Home > Mobile >  Quickest way to delete text from a string in python based on a list? Maybe regex?
Quickest way to delete text from a string in python based on a list? Maybe regex?

Time:10-13

Hi I have a very long string that has the following structure:

"IF ( 
ISFILTERED ( Table1[Column_1] ), 
VAR ___f = FILTERS ( Table1[Column_1] ) 
VAR ___r = COUNTROWS ( ___f ) 
VAR ___t = TOPN ( MaxFilters, ___f, Table1[Column_1])
VAR ___d = CONCATENATEX ( ___t, Table1[Column_1], ", " )
VAR ___x = "Table1[Column_1] = " & ___d & IF(___r > MaxFilters, ", ... [" & ___r & " items selected]") & " " 
RETURN ___x & UNICHAR(13) & UNICHAR(10)
)
& IF (
ISFILTERED ( Table1[Column_2] ), 
VAR ___f = FILTERS ( Table1[Column_2] ) 
VAR ___r = COUNTROWS ( ___f ) 
VAR ___t = TOPN ( MaxFilters, ___f, Table1[Column_2])
VAR ___d = CONCATENATEX ( ___t, Table1[Columnw_1], ", " )
VAR ___x = "Table1[Column_2] = " & ___d & IF(___r > MaxFilters, ", ... [" & ___r & " items selected]") & " " 
RETURN ___x & UNICHAR(13) & UNICHAR(10)
)
& IF (
...

It basically continues like that iterating through each column of each table in a schema. As you can imagine it this string will be very large for a lot of tables/columns.
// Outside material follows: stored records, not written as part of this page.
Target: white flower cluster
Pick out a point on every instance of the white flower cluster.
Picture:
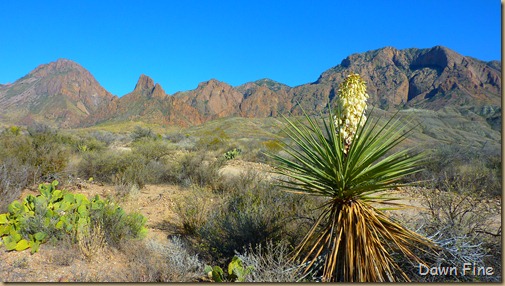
(352, 98)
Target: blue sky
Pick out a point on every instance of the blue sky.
(182, 43)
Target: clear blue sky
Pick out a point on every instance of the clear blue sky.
(182, 43)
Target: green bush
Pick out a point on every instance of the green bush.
(57, 214)
(114, 167)
(479, 169)
(199, 168)
(152, 149)
(229, 155)
(142, 133)
(193, 209)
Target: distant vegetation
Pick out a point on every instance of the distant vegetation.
(248, 216)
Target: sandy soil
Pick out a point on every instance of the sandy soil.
(156, 202)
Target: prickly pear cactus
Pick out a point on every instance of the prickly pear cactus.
(27, 222)
(236, 271)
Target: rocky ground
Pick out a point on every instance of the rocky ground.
(63, 263)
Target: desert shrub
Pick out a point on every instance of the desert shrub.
(457, 219)
(270, 262)
(214, 140)
(199, 168)
(139, 133)
(13, 178)
(232, 154)
(151, 261)
(87, 144)
(272, 146)
(252, 212)
(105, 137)
(55, 214)
(114, 167)
(479, 169)
(194, 208)
(152, 149)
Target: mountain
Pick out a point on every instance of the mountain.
(149, 103)
(65, 94)
(61, 93)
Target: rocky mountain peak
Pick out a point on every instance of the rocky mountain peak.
(144, 83)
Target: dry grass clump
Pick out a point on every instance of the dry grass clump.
(464, 226)
(151, 261)
(270, 262)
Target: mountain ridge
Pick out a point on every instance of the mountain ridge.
(64, 94)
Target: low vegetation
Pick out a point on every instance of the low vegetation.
(218, 217)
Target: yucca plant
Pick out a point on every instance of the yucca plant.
(349, 161)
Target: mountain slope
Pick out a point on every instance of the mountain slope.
(61, 93)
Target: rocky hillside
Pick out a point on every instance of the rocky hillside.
(62, 92)
(65, 94)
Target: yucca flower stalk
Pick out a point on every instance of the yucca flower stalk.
(349, 161)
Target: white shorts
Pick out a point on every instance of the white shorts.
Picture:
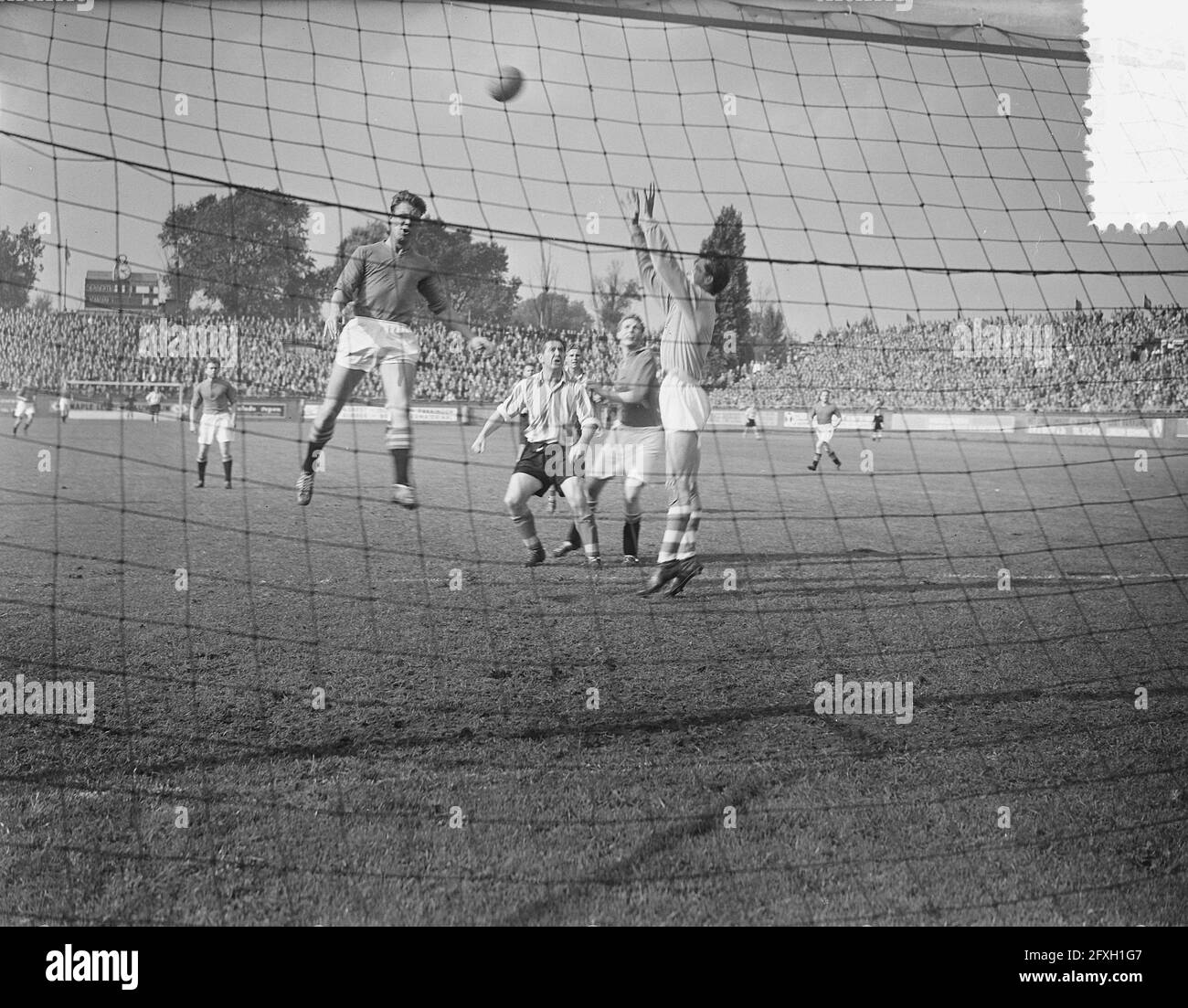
(633, 451)
(684, 406)
(214, 427)
(365, 344)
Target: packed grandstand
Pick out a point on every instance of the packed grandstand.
(1132, 360)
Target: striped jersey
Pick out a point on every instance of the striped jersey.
(689, 311)
(214, 395)
(550, 407)
(388, 284)
(823, 412)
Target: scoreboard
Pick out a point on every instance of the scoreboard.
(133, 292)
I have a list of columns from specific tables like this:

['Table1[Column_1]', 'Table2[Column_4]', 'Table6[Column_22]']

These are the only columns I am interested in keeping in the string.

So I need to go through the string and remove the entire IF statement it relates too if the table/column is not in the list.

So based on the above example the expected output would be:

    "IF ( 
ISFILTERED ( Table1[Column_1] ), 
VAR ___f = FILTERS ( Table1[Column_1] ) 
VAR ___r = COUNTROWS ( ___f ) 
VAR ___t = TOPN ( MaxFilters, ___f, Table1[Column_1])
VAR ___d = CONCATENATEX ( ___t, Table1[Column_1], ", " )
VAR ___x = "Table1[Column_1] = " & ___d & IF(___r > MaxFilters, ", ... [" & ___r & " items selected]") & " " 
RETURN ___x & UNICHAR(13) & UNICHAR(10)
)
& IF (
...

we just got rid of the second IF because Table1[Column_2] was not in the list.

Would regex be useful for this case? Or maybe I should iterate through the list and build a new string that just keeps the relevant parts.

I know it is best practise to show what you have attempted so far but I am not sure where to start with this it seems like it should be easy but I am having trouble.

Can anyone help me please?

Python solutions would be best as I know that more, but happy to investigate other methods if easier. I know there are regex tools online maybe I can just use one of those?

CodePudding user response:

Assuming string structure is constant. You can try this, but it depends on structure.

data = YOUR_STRING_FROM_QUESTION

# This is the delimeter, which will help us to split query on parts
prefix = '& IF (\n'

# define list of allowed tables
allowed_tables = ['Table1[Column_1]', 'Table2[Column_4]', 'Table6[Column_22]']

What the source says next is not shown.